On the front, you get two Thunderbolt 5 ports on the M3 Ultra model and two USB-C ports on the M4 Max, along with a full-sized SD card reader. On the back, there are four Thunderbolt 5 ports (on both models), two USB-A ports, a 10Gbps Ethernet connection, a HDMI 2.1 port, and a 3.5mm audio jack. You’ll also find the power button on the back, along with the power connection.
In my setup, that means that all of the cables tucked away out of sight, adding to a clean look. I do wish the 3.5mm audio jack, one of the USB-A ports, and the power button were on the front for easier accessibility, but that’s a quibble given that this isn’t a massive tower placed on the floor where all the ports are hard to reach. And, wireless connectivity is a generation behind at Wi-Fi 6E and Bluetooth 5.4. That won’t matter for a few years, though, which is how long it’s likely to take for Wi-Fi 7 to be a dominant standard.
Display support is a bit complicated. It remains almost the same as the previous model with support for five monitors, and there’s better performance with the M3 Ultra. The M4 Max can run four displays with 6K resolution at 60Hz via Thunderbolt 5 and another 4K display at 144Hz (up from 60Hz) via HDMI. Or, you can connect two displays at 6K and 60Hz and one 8K at 60Hz or 4K at 240Hz via HDMI.
With the M3 Ultra, you can run up to eight displays at 4K and 144Hz or 6K at 60Hz. Or, you can connect four displays at up to 8K at 60Hz or 4K at up to 240Hz.
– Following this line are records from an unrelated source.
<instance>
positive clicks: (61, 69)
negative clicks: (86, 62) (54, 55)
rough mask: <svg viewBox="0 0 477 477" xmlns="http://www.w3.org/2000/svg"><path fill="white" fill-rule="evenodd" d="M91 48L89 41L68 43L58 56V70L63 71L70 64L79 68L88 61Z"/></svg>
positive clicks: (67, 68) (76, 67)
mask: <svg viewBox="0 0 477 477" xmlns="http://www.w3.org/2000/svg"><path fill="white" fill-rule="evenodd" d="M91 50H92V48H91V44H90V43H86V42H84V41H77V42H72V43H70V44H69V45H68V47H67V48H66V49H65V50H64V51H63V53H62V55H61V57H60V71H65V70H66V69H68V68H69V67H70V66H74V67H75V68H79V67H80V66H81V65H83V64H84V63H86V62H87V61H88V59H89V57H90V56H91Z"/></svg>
That’s a significant improvement over the M2 Ultra Mac Studio, and it’s really unparalleled external display support.
An amazing little chunk of maximum performance
Look, there’s no getting around it: the Mac Studio can be an insanely expensive desktop. Spending $14,099 may sound crazy, but when you consider that the price includes a massive 512GB of RAM and 16TB of storage, it’s not really all that unexpected. If you need it, you need it, and the price won’t be as much of an impediment. If you don’t, you can safely ignore it.
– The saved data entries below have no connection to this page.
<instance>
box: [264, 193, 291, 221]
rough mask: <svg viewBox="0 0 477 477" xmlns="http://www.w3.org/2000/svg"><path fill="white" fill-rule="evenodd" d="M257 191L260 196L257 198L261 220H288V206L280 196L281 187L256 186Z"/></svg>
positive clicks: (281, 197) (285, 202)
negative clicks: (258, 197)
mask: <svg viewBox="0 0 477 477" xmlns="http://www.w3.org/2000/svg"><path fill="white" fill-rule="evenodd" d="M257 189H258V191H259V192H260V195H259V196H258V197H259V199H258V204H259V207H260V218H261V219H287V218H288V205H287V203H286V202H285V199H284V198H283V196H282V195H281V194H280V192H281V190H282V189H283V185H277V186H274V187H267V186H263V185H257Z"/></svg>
But maybe just as crazy is that the $1,999 configuration will be plenty of computing power for a lot of users. The real magic might be in how you can get such a remarkably small and fast desktop for what amounts to a reasonable price, while power users can invest in a desktop that’s sure to meet every conceivable need.